Она, признаться, бо́ льшего ждала.
Он вертится волчком: «Утрись, дурёха!»
Его всего от радости трясёт:
Три четверти – совсем не так уж плохо,
Он опасался, что отнимут всё!
Короче, он не зря, как бык, бодался,
Он вышел победителем в борьбе.
«Факир был пьян, и фокус не удался! —
Он прокричал Танюхе, – шиш тебе!»
Факир-то был как раз в отличной форме
И очень трезво видел этот мир,
Где он без лишних слов раскинул корни.
Я расскажу, какой такой факир.
Бывает, в час отчаянья на помощь
Приходит к нам подлец из подлецов.
Читатель, ты, конечно, Джона помнишь —
Доверенное Женькино лицо?
Намёк мой в этих строках обозначен
Небрежно так, легонько, наугад.
Он как-то не особенно прозрачен
И даже, я сказал бы, мутноват.
Всё скоро прояснится: Женька пил пятнадцать дней,
Танюха в этот раз сама пришпорила коней —
Продолжила свой главный поединок, —
Сгруппировала силы явно с целью победить.
Ребята, я хочу вас лишний раз предупредить:
Нельзя недооценивать блондинок!
Женька Джона зовёт: «Обратиться имею!
Небольшой такой нужен экспресс-аудит —
Что моё, а что нет, чем теперь я владею».
«Не могу» – это Джон в телефон говорит.
Мол, никак не пойму, то ли язва открылась,
То ли, и это не блеф, не брехня,
Селезёнка, зараза, опять обострилась.
Ничего. Мой помощник заменит меня.
Он не то, чтобы там «бу-бу-бу, тары-бары»,
Он в подобных делах – зуб даю, высший сорт,
А меня теперь в Чехию, в Карловы Вары
Отправляют врачи на целебный курорт.
Вот помощник пришёл. Ну и ну, мать честная!

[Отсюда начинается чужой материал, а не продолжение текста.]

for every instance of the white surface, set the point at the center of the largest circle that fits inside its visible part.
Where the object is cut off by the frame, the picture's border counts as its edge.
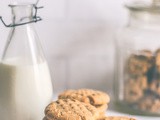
(78, 40)
(113, 113)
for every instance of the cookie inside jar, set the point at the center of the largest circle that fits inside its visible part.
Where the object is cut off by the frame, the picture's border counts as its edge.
(142, 80)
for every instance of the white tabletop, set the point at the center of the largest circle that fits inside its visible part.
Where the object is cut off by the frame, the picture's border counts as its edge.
(114, 113)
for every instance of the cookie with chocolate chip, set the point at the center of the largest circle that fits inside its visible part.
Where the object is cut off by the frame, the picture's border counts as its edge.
(96, 98)
(70, 109)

Это ж Танькин тот самый её педагог!
Женька встал у окна, свежий воздух глотая, —
Это боль, как кувалда, ударила в бок!
Вот тут я отвлекусь совсем немного,
Точнее, сколько надо, отвлекусь.
Был СССР, мы шли своей дорогой.
Как вспомню, так сто раз перекрещусь!
Со мной вели учёные беседы
Ночами напролёт, до забытья,
Мом друзья, литературоведы,
Такие же дебилы, как и я.
В чём дебилизм? Да в том, что в человека
Мы верили всем сердцем, горячо,
А тут – высокий суд, Танюха, Жека,
Грызня, базары, тёрки, что ещё?
Кидалово какое-то сплошное
Везде, где бабки. Танькин музыкант,
Точнее, мудозвон. А, впрочем, что я?
Ну, пялился он с Танькой на закат,
Ну, не умел смычком водить по скрипке
И даже нот на клавишах не знал,
К чему ворчать? У всех свои ошибки,
Я людям в жизни многое прощал.
И здесь мне как-то глупо и нелепо
Скрипеть на них, как старый табурет.
У всех свой путь. Свобода – это скрепа.
Без денег никакой свободы нет.
Но я скриплю, стараюсь кое-как себя держать.

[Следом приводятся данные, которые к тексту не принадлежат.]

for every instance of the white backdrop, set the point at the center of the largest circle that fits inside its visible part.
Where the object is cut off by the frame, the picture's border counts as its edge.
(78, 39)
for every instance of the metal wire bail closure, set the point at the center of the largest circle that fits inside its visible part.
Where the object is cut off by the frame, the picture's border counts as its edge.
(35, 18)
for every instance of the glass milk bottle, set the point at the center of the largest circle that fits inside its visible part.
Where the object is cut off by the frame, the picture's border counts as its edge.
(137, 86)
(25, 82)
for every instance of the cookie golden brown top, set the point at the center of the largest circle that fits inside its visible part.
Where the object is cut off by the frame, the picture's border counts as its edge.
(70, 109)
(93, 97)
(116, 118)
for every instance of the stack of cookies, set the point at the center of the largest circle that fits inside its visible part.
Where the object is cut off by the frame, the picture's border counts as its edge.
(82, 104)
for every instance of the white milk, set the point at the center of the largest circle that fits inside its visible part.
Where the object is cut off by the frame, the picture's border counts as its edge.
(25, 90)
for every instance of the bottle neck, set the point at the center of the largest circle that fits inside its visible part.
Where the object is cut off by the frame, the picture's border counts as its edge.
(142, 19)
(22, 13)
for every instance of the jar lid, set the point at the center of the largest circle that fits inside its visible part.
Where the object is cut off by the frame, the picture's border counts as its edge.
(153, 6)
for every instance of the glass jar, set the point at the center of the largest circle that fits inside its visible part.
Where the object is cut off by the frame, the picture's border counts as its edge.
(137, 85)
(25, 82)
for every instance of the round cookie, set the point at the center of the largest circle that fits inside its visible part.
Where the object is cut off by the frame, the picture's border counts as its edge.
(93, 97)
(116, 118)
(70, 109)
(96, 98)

А не выходит, братцы. Это как же так – отжать
У друга бизнес, да и самому же
На хитрую разводку, как на удочку, попасть?
Про Женьку, про него я – и кривить при этом пасть,
Криви, ори – кому ты, на хрен, нужен?
И хоть рожа у Женьки и вправду кривая,
Но разводки пока ещё как таковой
Не случилось. Однако она назревает.
Женька чувствует это загривком, спиной.
«Ладно, с банков начнём, – пробежимся, погнали, —
Их там три у меня», а помощник в ответ:
«Там слияние было, я помню детали,
Трёх в один, это значит, что двух уже нет».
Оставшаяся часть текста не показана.